Welsh police voice fears over budget cuts
Police officers in Wales have voiced concerns about the effect UK government cuts will have on crime and public service.
A Police Federation survey among officers in the four Welsh forces claims 99% say morale has fallen.
It is estimated 1,600 police jobs in Wales could be lost.
But the Home Office said the priority was to deal with the budget deficit and the police had to make their share of the savings.
The four Welsh forces face budget cuts due to the UK government's spending review announced last October.
Ministers intend to reduce the amount they spend on the police by 20% over the next four years.
South Wales Police faces a £47m funding gap over the four years which equates to 688 officers and staff whose jobs could be lost.
The Police Federation said virtually all the officers who responded to the online survey said morale had dropped because of the planned cuts.
They said the possibility of a reduction in officers and possible changes to their terms and conditions, would also impact upon the service they could provide.
Gary Bohun, chair of South Wales Police Federation, said the message from police officers in south Wales was "loud and clear".
"They feel they are being hit from all sides by this government who, in addition to attacking their terms and conditions, are imposing a 20% cut on the service which will undoubtedly lead to increased levels of crime and a poorer service for the public in south Wales."
Richard Eccles, secretary of North Wales Police Federation, said: "The federation is not opposed to change and accepts that policing must play its part in public sector cuts.
"Cuts of this magnitude are criminal and, despite the very best efforts of dedicated local police officers, my colleagues policing the communities of north Wales feel such cuts will undoubtedly lead to a poorer service for the residents and businesses in north Wales."
Dr Colin Rogers, a reader in police sciences at the University of Glamorgan, said the cuts would lead to fundamental changes in frontline policing.
He told BBC Radio Wales: "The cuts that the police are talking about are absolutely enormous and I think it's a major change in the philosophy of how policing is going to be delivered in this country."
John Davies, chair of finance for the Dyfed-Powys police authority, said the force needed to immediately identify savings of £11m, with a possibility of that rising to £20m over four years.
He said natural wastage had helped and the force was now looking at backroom staff.
"There's very little point in having 1,200 police officers...unless you have a back office function that can support them on the streets.
"The commitment is to leave frontline policing alone but we really need to know how greatly the government intends to accelerate their process of cuts, especially in the latter part of this period.
"Losing the best part of £20m equates to 25% and will take us back 20-plus years."
But policing minister Nick Herbert told BBC Radio Wales the notion of 20% budget cuts was not the true picture.

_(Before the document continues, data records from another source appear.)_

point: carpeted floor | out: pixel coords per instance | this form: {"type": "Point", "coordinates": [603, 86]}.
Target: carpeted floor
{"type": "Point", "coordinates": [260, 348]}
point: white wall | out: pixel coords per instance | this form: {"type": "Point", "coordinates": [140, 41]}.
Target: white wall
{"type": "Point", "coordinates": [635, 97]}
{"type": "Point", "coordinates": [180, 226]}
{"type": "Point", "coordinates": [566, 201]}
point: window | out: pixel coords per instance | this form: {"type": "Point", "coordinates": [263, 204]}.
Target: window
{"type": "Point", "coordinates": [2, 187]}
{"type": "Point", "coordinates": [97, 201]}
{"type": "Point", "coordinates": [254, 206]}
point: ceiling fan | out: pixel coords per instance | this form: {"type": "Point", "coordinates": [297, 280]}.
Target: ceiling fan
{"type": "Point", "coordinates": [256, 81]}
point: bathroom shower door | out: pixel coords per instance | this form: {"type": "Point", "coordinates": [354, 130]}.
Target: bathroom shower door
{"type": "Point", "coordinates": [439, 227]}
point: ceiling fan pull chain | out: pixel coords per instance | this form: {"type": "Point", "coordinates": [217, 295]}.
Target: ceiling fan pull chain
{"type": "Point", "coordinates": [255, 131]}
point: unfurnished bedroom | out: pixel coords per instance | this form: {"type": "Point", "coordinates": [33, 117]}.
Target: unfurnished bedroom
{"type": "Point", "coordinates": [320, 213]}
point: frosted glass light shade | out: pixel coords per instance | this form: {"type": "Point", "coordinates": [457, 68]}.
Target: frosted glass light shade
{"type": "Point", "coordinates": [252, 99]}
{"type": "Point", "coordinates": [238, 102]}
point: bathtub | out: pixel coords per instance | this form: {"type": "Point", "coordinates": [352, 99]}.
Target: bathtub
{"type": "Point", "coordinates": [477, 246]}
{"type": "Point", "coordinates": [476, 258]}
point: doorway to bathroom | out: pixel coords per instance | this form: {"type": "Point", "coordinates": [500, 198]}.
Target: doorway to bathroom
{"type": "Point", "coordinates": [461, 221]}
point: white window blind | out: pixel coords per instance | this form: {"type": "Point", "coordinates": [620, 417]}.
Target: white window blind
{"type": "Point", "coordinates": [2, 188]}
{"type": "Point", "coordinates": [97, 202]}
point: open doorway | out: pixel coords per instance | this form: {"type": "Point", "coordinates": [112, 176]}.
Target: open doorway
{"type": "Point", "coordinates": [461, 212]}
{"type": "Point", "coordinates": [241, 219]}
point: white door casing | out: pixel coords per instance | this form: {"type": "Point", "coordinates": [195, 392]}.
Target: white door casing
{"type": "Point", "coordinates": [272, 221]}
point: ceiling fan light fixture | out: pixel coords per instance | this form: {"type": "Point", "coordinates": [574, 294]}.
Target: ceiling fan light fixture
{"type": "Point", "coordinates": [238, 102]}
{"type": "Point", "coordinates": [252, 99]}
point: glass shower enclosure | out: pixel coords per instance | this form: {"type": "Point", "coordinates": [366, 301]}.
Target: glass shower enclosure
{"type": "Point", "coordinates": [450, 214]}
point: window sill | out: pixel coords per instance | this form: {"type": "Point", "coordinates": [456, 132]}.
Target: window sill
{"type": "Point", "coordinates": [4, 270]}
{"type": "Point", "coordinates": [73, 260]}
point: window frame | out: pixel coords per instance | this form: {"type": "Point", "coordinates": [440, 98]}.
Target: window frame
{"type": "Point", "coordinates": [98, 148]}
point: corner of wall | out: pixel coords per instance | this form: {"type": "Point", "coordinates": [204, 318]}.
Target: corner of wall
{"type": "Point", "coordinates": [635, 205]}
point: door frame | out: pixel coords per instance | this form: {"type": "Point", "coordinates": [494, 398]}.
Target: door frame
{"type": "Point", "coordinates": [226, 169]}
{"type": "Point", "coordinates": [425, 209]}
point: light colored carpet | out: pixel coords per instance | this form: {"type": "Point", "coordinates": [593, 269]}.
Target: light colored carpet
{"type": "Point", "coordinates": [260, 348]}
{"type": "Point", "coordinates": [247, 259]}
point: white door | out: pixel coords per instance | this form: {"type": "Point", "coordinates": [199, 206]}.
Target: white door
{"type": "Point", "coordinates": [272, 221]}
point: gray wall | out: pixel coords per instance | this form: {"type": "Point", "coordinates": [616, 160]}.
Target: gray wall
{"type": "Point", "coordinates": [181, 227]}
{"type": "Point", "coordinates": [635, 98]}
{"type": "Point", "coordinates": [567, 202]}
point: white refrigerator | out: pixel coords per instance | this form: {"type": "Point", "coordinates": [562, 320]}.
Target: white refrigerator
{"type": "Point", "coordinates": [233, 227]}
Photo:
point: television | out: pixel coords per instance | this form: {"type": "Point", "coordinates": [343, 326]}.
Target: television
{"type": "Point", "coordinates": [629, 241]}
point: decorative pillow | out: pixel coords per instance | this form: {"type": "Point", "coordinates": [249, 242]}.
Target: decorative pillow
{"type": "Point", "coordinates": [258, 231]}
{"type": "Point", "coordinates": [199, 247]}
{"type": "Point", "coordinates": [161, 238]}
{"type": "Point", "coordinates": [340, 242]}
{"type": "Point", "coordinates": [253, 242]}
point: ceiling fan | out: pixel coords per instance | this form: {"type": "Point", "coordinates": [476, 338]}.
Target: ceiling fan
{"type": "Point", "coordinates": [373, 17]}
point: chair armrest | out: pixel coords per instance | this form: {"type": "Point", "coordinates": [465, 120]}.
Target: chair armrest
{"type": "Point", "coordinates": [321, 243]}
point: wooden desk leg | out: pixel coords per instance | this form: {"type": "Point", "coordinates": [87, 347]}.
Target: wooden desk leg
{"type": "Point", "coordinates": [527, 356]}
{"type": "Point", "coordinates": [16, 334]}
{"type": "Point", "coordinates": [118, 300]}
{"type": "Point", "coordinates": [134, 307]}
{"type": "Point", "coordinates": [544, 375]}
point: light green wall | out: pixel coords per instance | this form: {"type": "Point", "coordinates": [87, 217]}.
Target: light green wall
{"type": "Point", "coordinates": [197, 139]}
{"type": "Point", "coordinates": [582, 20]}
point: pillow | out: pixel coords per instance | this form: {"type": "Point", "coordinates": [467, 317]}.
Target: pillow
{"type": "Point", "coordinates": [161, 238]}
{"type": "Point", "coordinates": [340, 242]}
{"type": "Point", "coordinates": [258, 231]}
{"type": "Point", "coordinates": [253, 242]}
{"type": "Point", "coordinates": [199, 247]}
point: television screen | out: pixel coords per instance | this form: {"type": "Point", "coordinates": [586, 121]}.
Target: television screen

"Forces raise money from local precepts and if you look at a force like Dyfed-Powys, then actually the cuts in real terms to their budget over four years, taking into account inflation, is 14% and that's only if they freeze precepts every single year," he said.
"Across the country around one fifth of police officers are not on the frontline which means something like 30,000 officers - that's an example of how savings can be made."
It was up to chief constables to identify where to cut, but sharing services like IT or outsourcing custody. could help with "redesigning" the service and could even improve it.
A Home Office spokesman said: "The government's priority is to deal with the budget deficit and as a service spending £14bn a year of public money the police can and must make their fair share of the savings.
"Changes to police pay and conditions have been recommended by an independent review and are being discussed in the Police Negotiating Board.
"We are confident that the police service can maintain the drive to cut crime while becoming more efficient, and we are helping officers by tackling bureaucracy, sweeping away targets and restoring professional discretion."